Um dos maiores estudiosos a contestar a teoria do poder universal, tanto do imperador quanto da Igreja, foi o dominicano Francisco de Vitoria, discípulo de Erasmo de Roterdã e professor da Universidade de Salamanca. Vitoria acreditava, assim como Dante Alighieri e Tomás de Aquino, que o Estado autônomo origina-se do direito natural do homem e não da ordem divina. Segundo ele apenas a solidariedade social faz do homem um ser forte, portanto, o Estado e o poder público não são invenções humanas, mas sim produtos sugeridos pela natureza em prol da conservação humana, ou seja, o bem comum, a res publica (a coisa pública).
Com base nesta teoria do direito natural do homem, Vitoria, em Relectio de Indis, irá contestar a soberania dos reis católicos e suas práticas de colonização para com os ameríndios. Segundo Vitoria, os índios possuem pleno direito às terras e a se seus bens, pois eles são homens livres dotados de livre-arbítrio e, por isso, não devem ser sujeitos à conversão pela força. Todavia, Vitoria admitia a existência de um poder universal da Igreja, no entanto, apenas de cunho religioso. Sua intervenção só deveria ser legítima quando relativa ao governo das almas. E após ser feito a livre conversão, os ameríndios deixariam de ser nação e passariam a serem indivíduos protegidos pela coroa, justificando, assim, a exploração dos bens naturais e as guerras às tribos que insistissem em tornar os conversos à “idolatria”.

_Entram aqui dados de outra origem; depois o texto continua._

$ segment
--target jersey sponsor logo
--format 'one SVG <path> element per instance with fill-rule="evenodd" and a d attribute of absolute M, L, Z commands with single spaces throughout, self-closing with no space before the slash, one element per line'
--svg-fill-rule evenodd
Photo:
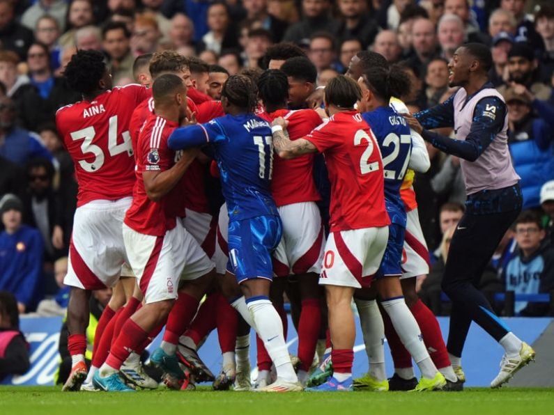
<path fill-rule="evenodd" d="M 147 159 L 151 164 L 157 164 L 160 162 L 160 152 L 158 152 L 157 148 L 153 148 L 150 150 Z"/>
<path fill-rule="evenodd" d="M 250 132 L 251 130 L 259 128 L 260 127 L 270 127 L 269 123 L 267 121 L 259 121 L 258 120 L 248 120 L 246 124 L 243 124 L 243 127 L 246 129 L 246 131 Z"/>
<path fill-rule="evenodd" d="M 102 104 L 100 104 L 100 105 L 93 105 L 92 107 L 88 109 L 85 108 L 83 110 L 83 118 L 86 118 L 93 116 L 97 116 L 102 113 L 102 112 L 106 112 L 106 109 L 104 108 L 104 105 Z"/>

De fato, tanto na Roma Antiga como em Florença a República foi excludente. Em prol da ordem e do bem comum, justificava-se a conservação de uma oligarquia a qual se dispunha a privilegiar os cidadãos e, na medida do possível, adotar políticas públicas que apaziguasse as massas. Contudo, neste período, o conceito moderno de cidadania estava se constituindo, pois o fato de a ideia clássica de cidadania ter sido retomada, não significa que a aplicação do mesmo tenha funcionado igual como ocorreu outrora, as circunstâncias eram outras – e também seus resultados. Uma ambiciosa burguesia opunha-se a uma velha nobreza e, gradativamente, ia ganhando força política, exigindo liberdade. Está liberdade não só proporcionará uma evolução no exercício do comércio, como também permitirá o desenvolvimento do indivíduo no seio de sua esfera de atuação, para uns, e no seio de sua esfera de exploração, para outros.